Die Nicht-Regierungsorganisationen widerlegen mit ihrer Recherche aus ihrer Sicht "die Darstellung, dass die Neue Gentechnik eine für kleine Züchter zugängliche, einfache und kostengünstige Lösung" sei. Das wichtigste Verfahren sie CRISPR/Cas, das bei gut zwei Dritteln der NGT-Pflanzen Anwendung finde. Die Patentlizenzen für CRISPR würden vom Großkonzern Corteva, einem Zusammenschluss der Konzerne Dow AgroSciences und DuPont/Pioneer, dominiert. Er verfüge über rund 50 Patente. Wer dann die CRISPR-Technologie kommerziell nutzen will, muss "teure" Vermarktungslizenzen beantragen. Die Patentierung der Gentechnikverfahren umfasse in der Regel auch das erzeugte Saatgut und oft auch spätere Generationen davon.

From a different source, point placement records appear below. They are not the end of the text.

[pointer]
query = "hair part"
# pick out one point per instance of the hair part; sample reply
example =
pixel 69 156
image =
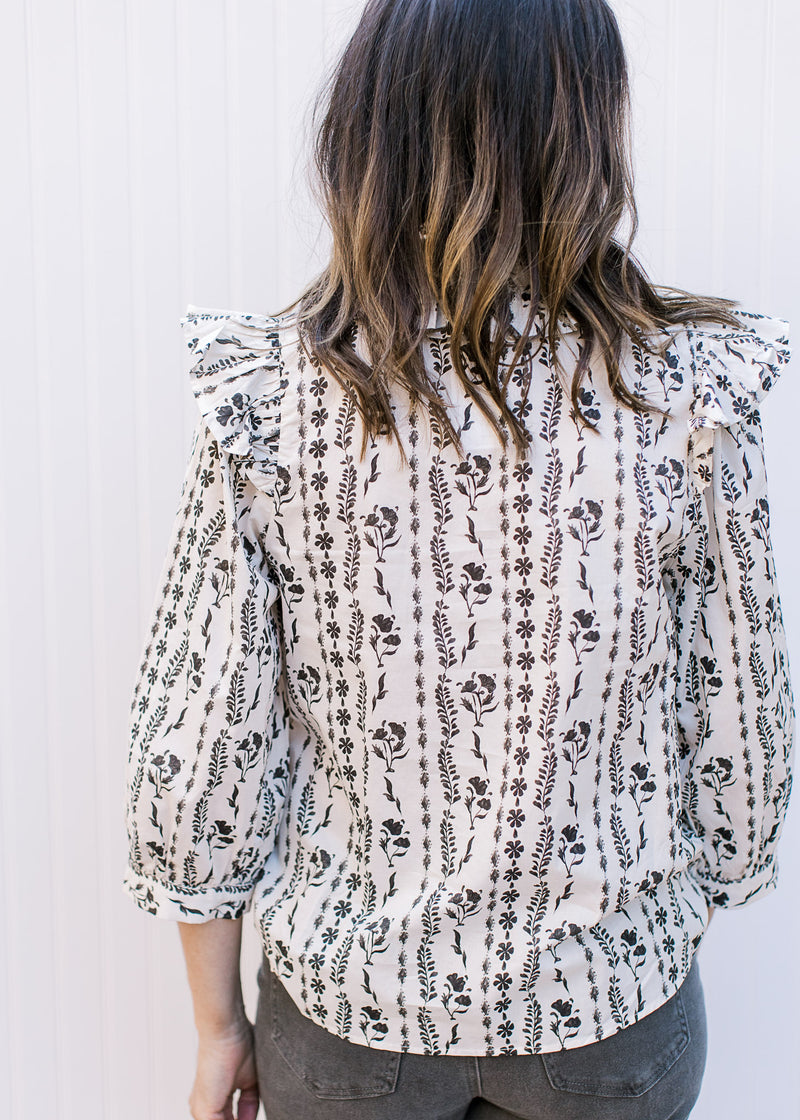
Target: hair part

NGT könne also keine günstige, demokratische Technologie darstellen, meint Global 2000. "Viele Patentanträge zielen darauf ab, die biologischen und technischen Unterschiede zwischen Gentechnik und konventioneller Züchtung bewusst zu verwischen", so Reisenberger. Schlussendlich solle damit die Reichweite von Patenten auf traditionelle Züchtungsverfahren ausgeweitet werden.

Laut Global 2000 hat eine Initiative von Umweltministerin Leonore Gewessler (Grüne) die Thematik erstmals auf die dortige Tagesordnung gebracht. Gewessler war früher Geschäftsführerin der Umweltschutzorganisation.